Hong Kong’s Hang Seng Index surges 1.6% while South Korea’s Kospi jumps 1.7%, led by semiconductor companies capitalizing on artificial intelligence demand. Japan’s Nikkei 225 reaches a new record high despite ongoing political uncertainties following Prime Minister Shigeru Ishiba’s resignation.
The rally gains traction from recent US economic data that investors interpret as clearing the path for Federal Reserve policy easing. Jobless claims in the United States reached a four-year high last week, while August payrolls data revealed only 22,000 jobs were added, according to U.S. Bureau of Labor Statistics (BLS).
SK Hynix emerges as a standout performer, climbing nearly 6% after revealing its new HBM4 memory chip designed for AI applications. The chip doubles bandwidth while delivering over 40% improved power efficiency compared to previous generations.
Alibaba shares surge nearly 7% in Hong Kong trading after the e-commerce giant announced expanded AI investment plans and pledged increased spending on its core business operations. The moves signal intensified competition in the artificial intelligence sector across Asia.
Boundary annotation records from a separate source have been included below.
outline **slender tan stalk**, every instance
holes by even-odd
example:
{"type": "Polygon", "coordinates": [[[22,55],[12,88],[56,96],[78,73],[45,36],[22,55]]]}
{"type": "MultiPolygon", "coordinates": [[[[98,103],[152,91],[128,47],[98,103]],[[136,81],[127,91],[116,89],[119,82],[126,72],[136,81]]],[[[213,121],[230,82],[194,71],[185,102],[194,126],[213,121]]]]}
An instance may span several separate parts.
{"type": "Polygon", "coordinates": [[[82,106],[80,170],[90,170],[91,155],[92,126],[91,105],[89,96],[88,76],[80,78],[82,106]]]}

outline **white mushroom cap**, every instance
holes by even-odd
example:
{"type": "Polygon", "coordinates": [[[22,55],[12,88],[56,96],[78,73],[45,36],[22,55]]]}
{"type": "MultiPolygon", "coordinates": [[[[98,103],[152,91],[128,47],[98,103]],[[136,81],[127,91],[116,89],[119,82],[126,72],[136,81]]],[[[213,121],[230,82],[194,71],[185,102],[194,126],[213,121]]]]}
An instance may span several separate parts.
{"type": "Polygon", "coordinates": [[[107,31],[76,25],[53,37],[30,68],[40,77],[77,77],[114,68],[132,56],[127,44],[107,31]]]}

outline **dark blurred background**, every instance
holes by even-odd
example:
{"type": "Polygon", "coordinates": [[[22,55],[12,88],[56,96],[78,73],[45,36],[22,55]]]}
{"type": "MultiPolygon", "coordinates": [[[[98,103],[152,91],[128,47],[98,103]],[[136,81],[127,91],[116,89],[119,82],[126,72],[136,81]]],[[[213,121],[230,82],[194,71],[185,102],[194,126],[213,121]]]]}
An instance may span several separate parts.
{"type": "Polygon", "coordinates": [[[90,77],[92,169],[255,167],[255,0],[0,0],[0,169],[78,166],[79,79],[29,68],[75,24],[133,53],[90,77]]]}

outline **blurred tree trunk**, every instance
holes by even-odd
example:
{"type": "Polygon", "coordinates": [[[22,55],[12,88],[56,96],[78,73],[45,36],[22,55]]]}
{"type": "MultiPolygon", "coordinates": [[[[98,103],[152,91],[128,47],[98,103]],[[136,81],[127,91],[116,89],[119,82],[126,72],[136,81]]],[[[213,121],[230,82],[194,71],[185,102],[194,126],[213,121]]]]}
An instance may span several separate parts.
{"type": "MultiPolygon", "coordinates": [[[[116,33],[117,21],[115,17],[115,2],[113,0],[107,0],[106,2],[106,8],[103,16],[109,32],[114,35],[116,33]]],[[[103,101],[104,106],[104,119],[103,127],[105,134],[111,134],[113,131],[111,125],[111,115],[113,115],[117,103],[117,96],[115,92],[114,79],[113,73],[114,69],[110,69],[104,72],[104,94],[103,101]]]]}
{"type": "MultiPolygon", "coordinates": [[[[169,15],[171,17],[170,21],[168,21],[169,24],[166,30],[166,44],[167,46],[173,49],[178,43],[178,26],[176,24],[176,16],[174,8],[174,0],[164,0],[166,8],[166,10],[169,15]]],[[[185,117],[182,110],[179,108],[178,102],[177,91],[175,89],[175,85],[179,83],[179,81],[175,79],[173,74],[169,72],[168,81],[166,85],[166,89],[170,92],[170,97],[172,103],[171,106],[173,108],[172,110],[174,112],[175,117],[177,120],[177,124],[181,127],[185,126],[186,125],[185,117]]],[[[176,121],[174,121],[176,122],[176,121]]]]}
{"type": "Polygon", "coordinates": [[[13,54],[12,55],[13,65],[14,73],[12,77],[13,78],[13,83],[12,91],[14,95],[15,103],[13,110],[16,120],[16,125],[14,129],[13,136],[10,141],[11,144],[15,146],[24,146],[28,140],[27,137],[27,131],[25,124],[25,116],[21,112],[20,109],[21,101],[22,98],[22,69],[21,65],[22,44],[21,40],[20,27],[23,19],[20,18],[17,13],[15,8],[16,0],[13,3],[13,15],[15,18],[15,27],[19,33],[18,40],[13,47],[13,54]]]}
Technology sectors lead gains across Asian markets, with Hong Kong’s Hang Seng TECH sub-index climbing 2.5%. Japan’s TOPIX index rises 0.7% to a record 3,171.77 points, while Australia’s S&P/ASX 200 gains 0.7% to reach 8,824.20.
European markets open higher, with France’s CAC 40 rising 0.8% and Germany’s DAX advancing 0.6%. US stock index futures show mixed signals, with S&P 500 futures gaining 0.3% while Dow futures decline 0.1%.
Currency markets see the US dollar strengthen to 147.53 Japanese yen, while the euro falls to $1.1695. Oil prices extend losses, with Brent crude dropping 0.45% to $66.07 per barrel amid signs of softer demand and rising global supply.
The technology sector’s outperformance reflects accelerating investment in artificial intelligence infrastructure and digital transformation initiatives. Global IT spending reaches projected levels of $5.75 trillion in 2025, representing a 9.3% increase over 2024, with double-digit growth expected in data center and software segments.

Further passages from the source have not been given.